Rosa Anaya from El Salvador (to the left) and Martha Velasquez (to the right)
Category: News

Title: Fighting for Human Rights in Central America

By: Grace Valdevitt, BSFS Fellow

Following The Hillary Rodham Clinton Awards on October the 27th, The Center for Latin American Studies hosted a roundtable with two of the award honorees in the afternoon. This roundtable was an invaluable opportunity to learn from Marta Velasquez, and Rosa Anaya, two women who have been fighting for justice and peace in their country for decades. 

Marta Velasquez began the roundtable by telling the story of how she ignited the fight for women’s rights in her community in Honduras, one of the country’s most violent. After a missionary priest saw her role as a leader in her community, he pushed her to learn how to read and write, and pass this knowledge on to others around her. She began teaching in her home, that later grew to night school, and has now been transformed into an official school. She also founded her first organization in the 80s, which was the “housewives’ club”. Some years later, she had the opportunity to attend a feminist encounter, and brought the ideology back into her community. In 1998, she founded the women’s organization Movimiento de Mujeres de la Colonia López Arellano, which she continues to support today. Fighting against a conservative culture, and lack of resources, she now provides psychological and legal aid to victims of domestic violence, and widow’s to her country’s violence. 

Rosa Anaya, on the other hand, started her story with that of her family. Her parents were two of the organizers of the massive 1975 student protests in San Salvador. Fighting for human rights runs in her blood. After witnessing her father’s death to her country’s ongoing violence, she decided that she would help inmates restart their lives. She lives a life of forgiveness, in a country torn by violence, and with inmates who have generated atrocities around her. Rosa spreads the message of forgiveness as a means to break the violent cycle of constant vengeance, which hit so close to home for her. 
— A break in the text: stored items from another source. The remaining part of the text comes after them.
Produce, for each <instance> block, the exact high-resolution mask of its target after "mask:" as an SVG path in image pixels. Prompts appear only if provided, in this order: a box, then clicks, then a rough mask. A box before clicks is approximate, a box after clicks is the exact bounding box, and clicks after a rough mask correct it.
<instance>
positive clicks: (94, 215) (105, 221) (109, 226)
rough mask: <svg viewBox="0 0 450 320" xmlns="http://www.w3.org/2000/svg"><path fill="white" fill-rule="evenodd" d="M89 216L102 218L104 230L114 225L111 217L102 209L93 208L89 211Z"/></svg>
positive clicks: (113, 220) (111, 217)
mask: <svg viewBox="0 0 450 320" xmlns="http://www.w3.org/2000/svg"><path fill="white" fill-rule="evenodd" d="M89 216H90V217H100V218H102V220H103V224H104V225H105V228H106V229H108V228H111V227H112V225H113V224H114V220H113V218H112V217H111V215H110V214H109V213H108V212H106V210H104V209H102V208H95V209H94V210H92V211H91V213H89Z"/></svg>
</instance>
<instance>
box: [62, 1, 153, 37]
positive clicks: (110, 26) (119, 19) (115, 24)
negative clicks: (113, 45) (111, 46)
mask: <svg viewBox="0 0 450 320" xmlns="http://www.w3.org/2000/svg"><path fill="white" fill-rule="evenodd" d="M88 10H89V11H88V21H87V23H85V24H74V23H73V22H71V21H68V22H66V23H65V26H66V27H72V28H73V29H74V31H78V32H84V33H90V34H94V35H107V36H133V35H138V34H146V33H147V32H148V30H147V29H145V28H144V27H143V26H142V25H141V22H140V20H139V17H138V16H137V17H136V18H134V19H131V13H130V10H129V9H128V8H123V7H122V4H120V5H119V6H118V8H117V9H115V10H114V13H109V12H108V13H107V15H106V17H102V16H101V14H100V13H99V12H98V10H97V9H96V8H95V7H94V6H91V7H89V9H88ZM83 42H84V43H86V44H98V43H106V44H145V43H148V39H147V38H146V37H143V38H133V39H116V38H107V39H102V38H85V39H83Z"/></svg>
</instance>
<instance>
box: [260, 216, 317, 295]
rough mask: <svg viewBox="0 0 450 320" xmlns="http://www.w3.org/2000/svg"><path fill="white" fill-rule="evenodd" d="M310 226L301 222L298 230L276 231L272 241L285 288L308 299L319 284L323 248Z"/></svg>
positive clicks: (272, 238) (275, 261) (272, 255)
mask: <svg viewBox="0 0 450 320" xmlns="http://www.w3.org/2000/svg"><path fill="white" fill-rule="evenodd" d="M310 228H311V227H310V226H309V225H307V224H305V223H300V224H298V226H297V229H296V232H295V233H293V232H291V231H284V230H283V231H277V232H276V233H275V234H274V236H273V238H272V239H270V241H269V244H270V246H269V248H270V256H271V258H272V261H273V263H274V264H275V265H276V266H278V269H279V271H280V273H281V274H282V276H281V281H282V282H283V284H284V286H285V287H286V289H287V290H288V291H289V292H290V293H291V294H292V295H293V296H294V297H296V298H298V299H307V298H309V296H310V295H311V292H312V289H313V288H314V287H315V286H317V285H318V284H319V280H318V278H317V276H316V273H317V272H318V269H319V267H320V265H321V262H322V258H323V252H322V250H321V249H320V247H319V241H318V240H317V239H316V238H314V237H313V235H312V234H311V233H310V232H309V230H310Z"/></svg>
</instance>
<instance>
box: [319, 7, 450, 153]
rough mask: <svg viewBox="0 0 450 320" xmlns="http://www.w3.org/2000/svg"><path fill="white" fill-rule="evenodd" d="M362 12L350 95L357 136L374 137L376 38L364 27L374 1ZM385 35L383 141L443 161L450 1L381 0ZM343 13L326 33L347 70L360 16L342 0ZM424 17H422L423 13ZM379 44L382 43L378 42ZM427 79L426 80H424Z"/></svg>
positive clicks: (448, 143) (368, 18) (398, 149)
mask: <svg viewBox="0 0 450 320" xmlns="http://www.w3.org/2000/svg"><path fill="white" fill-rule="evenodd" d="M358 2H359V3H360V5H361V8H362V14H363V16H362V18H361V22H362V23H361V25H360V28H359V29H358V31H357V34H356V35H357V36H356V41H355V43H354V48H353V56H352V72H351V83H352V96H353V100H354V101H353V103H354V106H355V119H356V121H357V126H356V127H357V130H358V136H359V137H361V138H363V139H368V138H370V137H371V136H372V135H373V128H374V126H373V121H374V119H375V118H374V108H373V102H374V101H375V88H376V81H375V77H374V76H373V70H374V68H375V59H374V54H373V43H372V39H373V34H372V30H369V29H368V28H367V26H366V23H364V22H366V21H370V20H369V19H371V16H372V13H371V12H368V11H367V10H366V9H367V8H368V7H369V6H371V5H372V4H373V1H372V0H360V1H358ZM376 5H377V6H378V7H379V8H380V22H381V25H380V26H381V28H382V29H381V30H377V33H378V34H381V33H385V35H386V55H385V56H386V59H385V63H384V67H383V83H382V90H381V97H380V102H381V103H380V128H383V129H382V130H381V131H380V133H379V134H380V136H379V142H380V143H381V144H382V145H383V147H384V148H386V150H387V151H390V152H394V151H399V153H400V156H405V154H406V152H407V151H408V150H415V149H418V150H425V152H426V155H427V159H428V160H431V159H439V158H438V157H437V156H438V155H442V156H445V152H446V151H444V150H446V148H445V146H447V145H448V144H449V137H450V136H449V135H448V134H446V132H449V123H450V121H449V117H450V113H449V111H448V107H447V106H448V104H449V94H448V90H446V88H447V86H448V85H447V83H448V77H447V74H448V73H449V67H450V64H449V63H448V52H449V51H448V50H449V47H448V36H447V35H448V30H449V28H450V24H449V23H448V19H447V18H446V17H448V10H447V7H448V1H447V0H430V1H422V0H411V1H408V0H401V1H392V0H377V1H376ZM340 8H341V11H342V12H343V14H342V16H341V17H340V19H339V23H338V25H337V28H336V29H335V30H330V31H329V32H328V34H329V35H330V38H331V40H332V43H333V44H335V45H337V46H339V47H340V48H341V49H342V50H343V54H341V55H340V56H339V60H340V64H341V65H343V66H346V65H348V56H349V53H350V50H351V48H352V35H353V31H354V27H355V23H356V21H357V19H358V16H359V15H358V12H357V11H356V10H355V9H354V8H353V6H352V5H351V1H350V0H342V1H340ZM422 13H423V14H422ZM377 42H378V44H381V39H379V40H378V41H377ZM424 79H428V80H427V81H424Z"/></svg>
Students were also invited to ask questions, and we had a conversation about El Salvador’s “mano dura” policy, the support, or lack thereof, from organizations to help their causes, and some of the challenges they faced along the way. It was very inspiring to hear both Marta and Rosa’s stories and learn about the important work that they are doing within their communities. Father Matthew Carnes (Director of the Center for Latin American Studies) ended the conversation reminding us of each of our responsibility to fight our own fight to bring justice to our communities.